Thrombosis Update ; : 100029, 2020.
Article in English | ScienceDirect | ID: covidwho-989353

ABSTRACT

Background Hospitalized patients with COVID-19 and raised D-dimer levels have high rates of venous thromboembolism (VTE). Methods We used data from hospitalized patients with COVID-19 that were tested for pulmonary embolism (PE) or deep vein thrombosis (DVT) because of raised D-dimer levels.
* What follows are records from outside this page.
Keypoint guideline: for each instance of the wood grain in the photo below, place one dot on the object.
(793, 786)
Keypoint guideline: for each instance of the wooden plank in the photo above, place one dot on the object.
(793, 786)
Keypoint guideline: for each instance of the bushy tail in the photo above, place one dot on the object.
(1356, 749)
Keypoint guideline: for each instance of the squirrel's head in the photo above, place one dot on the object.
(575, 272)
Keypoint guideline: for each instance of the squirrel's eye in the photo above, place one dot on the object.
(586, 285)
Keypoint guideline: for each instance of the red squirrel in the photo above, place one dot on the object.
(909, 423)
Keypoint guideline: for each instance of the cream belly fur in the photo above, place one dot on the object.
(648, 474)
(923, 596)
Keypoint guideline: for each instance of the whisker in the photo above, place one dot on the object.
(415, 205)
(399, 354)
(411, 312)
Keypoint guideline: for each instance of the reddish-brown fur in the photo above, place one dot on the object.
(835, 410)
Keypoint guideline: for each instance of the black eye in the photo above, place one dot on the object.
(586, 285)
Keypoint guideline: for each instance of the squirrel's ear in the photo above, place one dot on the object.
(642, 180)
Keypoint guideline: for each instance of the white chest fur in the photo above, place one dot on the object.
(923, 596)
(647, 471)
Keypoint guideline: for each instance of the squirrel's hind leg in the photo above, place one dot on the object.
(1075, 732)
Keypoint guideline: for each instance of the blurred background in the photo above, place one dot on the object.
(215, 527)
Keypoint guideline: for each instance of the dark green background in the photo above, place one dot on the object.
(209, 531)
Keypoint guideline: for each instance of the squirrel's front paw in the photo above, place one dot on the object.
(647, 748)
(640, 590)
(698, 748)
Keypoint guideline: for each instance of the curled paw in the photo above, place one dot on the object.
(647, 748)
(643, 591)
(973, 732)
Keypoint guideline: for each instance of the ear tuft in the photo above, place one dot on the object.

We aimed to identify patients at increased risk for VTE. Results From March 25 to July 5th 2020, 1,306 hospitalized patients with COVID-19 and raised D-dimer levels underwent testing for VTE in 12 centers. In all, 171 of 714 (24%) had PE, and 161 of 810 (20%) had DVT. The median time elapsed from admission to VTE testing was 12 days, and the median time from D-dimer measurement to testing 2 days. Most patients with VTE were men (62%), mean age was 62±15 years, 45% were in an intensive care unit. Overall, 681 patients (52%) received VTE prophylaxis with standard doses, 241 (18%) with intermediate doses and 100 (7.7%) with therapeutic doses of anticoagulants. On multivariable analysis, patients with D-dimer levels >20 times the upper normal range (19% of the whole cohort) were at increased risk for VTE (odds ratio [OR]: 3.24;95%CI: 2.18-4.83), as were those with a platelet count <100,000/μL (OR: 4.17;95%CI: 1.72-10.0). Conclusions Hospitalized patients with COVID-19 and D-dimer levels >20 times the upper normal range were at an increased risk for VTE. This may help to identify what patients could likely benefit from the use of higher than recommended doses of anticoagulants for VTE prophylaxis.